Foi com incredibilidade generalizada que na véspera da ida às urnas, quando o país estava no período de reflexão, se viu Robert Mugabe prestar mais um, talvez o último, inestimável serviço à sua ZANU-PF ao dizer que não podia apoiar quem o havia “castigado” e que, por isso mesmo, ia votar no líder do principal partido da oposição.
Com uma simples, mas politicamente impactante declaração, o antigo Presidente colocou-se ao lado daqueles que ele havia severamente punido, especialmente em anteriores pleitos eleitorais.
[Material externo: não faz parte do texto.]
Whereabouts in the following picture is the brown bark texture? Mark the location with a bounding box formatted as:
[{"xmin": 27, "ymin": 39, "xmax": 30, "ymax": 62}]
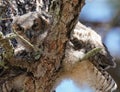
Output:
[{"xmin": 0, "ymin": 0, "xmax": 84, "ymax": 92}]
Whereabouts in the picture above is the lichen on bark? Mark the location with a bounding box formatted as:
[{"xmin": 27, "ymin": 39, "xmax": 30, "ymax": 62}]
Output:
[{"xmin": 0, "ymin": 0, "xmax": 84, "ymax": 92}]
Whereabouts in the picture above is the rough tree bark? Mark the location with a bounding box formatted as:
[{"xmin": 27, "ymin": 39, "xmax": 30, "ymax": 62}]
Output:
[{"xmin": 0, "ymin": 0, "xmax": 84, "ymax": 92}]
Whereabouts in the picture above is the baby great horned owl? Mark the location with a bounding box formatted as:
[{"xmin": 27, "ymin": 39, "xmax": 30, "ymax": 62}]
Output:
[{"xmin": 63, "ymin": 23, "xmax": 117, "ymax": 92}]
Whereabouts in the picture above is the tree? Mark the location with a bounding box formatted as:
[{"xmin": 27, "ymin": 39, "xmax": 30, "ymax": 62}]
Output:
[{"xmin": 0, "ymin": 0, "xmax": 117, "ymax": 92}]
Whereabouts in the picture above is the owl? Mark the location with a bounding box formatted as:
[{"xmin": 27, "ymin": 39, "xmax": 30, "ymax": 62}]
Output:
[{"xmin": 56, "ymin": 22, "xmax": 117, "ymax": 92}]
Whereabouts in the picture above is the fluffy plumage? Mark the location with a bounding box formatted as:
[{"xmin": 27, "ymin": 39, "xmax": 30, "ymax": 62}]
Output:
[{"xmin": 63, "ymin": 23, "xmax": 117, "ymax": 92}]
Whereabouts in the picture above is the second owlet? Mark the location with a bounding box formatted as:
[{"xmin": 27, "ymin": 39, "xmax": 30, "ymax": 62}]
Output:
[{"xmin": 54, "ymin": 22, "xmax": 117, "ymax": 92}]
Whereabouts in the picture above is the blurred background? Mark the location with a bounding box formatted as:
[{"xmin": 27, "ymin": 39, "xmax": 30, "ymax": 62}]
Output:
[{"xmin": 56, "ymin": 0, "xmax": 120, "ymax": 92}]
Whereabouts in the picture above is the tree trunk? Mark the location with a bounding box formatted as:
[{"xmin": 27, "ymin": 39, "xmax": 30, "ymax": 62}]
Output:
[{"xmin": 0, "ymin": 0, "xmax": 84, "ymax": 92}]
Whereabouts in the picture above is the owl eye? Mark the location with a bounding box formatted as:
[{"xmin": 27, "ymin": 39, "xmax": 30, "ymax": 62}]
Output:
[{"xmin": 70, "ymin": 38, "xmax": 83, "ymax": 50}]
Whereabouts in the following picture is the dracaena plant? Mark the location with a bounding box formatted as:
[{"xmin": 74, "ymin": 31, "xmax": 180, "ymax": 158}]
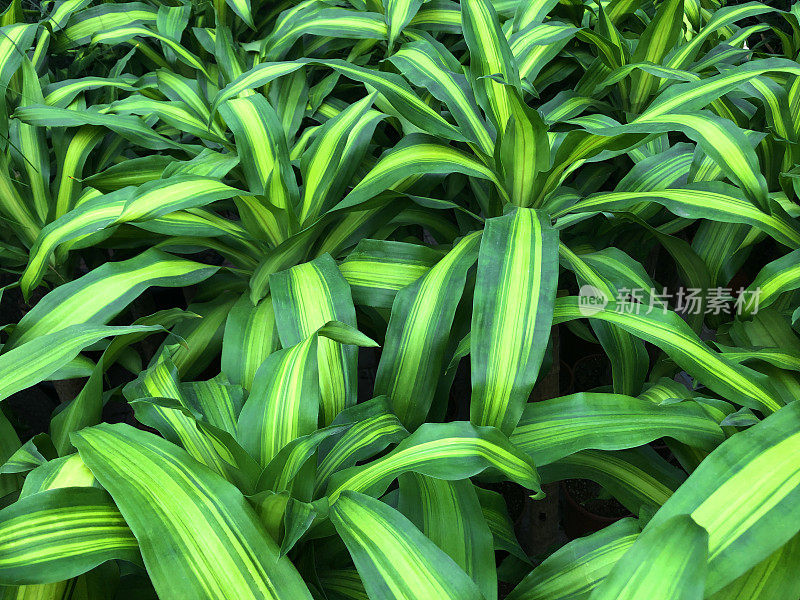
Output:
[{"xmin": 0, "ymin": 0, "xmax": 800, "ymax": 600}]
A forma apertada como se saldou a vitória da ZANU-PF e do seu novo líder, Emmerson Mnangagwa, deixam no ar a incerteza sobre se o desfecho das eleições foi mesmo aquele que foi oficialmente revelado caso Robert Mugabe mantivesse a boca fechada por mais algumas horas, abstendo-se dessa forma de endossar um apoio a quem o dispensava de forma absoluta, pois era evidente que iria comprometer as suas possibilidades de triunfo.
Neste momento a oposição está a tentar desfazer nos tribunais as dúvidas sobre a legalidade de todo o processo eleitoral, sobretudo no que respeita à contagem dos votos, arrastando por mais alguns dias, ou semanas, a confirmação do triunfo do candidato da ZANU-PF.
Em termos comparativos com anteriores eleições, pode verificar-se que nada de substancial se alterou: o MDC venceu onde já vencia, nos grandes centos urbanos, e perdeu onde sempre havia perdido, nas regiões do interior, menos dadas a politiquices e mais dependentes das ajudas do Estado.
O modo particularmente violento como a polícia e o exército responderam a algumas acções de protesto por parte daqueles que colocaram em causa a lisura do processo eleitoral, com seis mortes oficialmente reconhecidas, é também o mesmo que se verificou em anteriores eleições.
Tal como então sucedeu, também agora, isto não deixa antever nada de bom para Emmersom Mnangagwa e pode mesmo levar a União Europeia e os Estados Unidos a manterem por mais algum tempo em vigor as sanções que depauperaram a economia do país, adiando assim o indispensável processo de reformas económicas que só pode avançar com o apoio politico  e o financiamento desse conjunto de países.
O episódio que envolveu a detenção do antigo ministro das Finanças, Tendai Biti, também não ajuda a melhorar a imagem do Zimbabwe, pois igualmente recordar anteriores eleições, quando dirigentes do MDC foram detidos e depois libertados apenas por expressarem a sua discordância em relação ao processo eleitoral.
Depois de ter estado interinamente no poder durante cerca de nove meses, Emmerson Mnangagwa tem sobre os ombros a responsabilidade de revelar ser aquilo que Robert Mugabe nunca conseguiu: o Presidente de todos os zimbabweanos.
Numa altura em que ainda não se sabe a data da tomada de posse do novo Presidente do Zimbabwe, o tribunal tem o prazo de duas semanas para analisar o recurso do MDC, seria bom que as autoridades zimbabweanas dessem de si mesmas uma imagem menos comprometida com o passado, optando por uma postura menos musculada e mais empenhada na defesa dos interesses da população, deixando os tribunais decidir sobre a lisura de todo o processo eleitoral.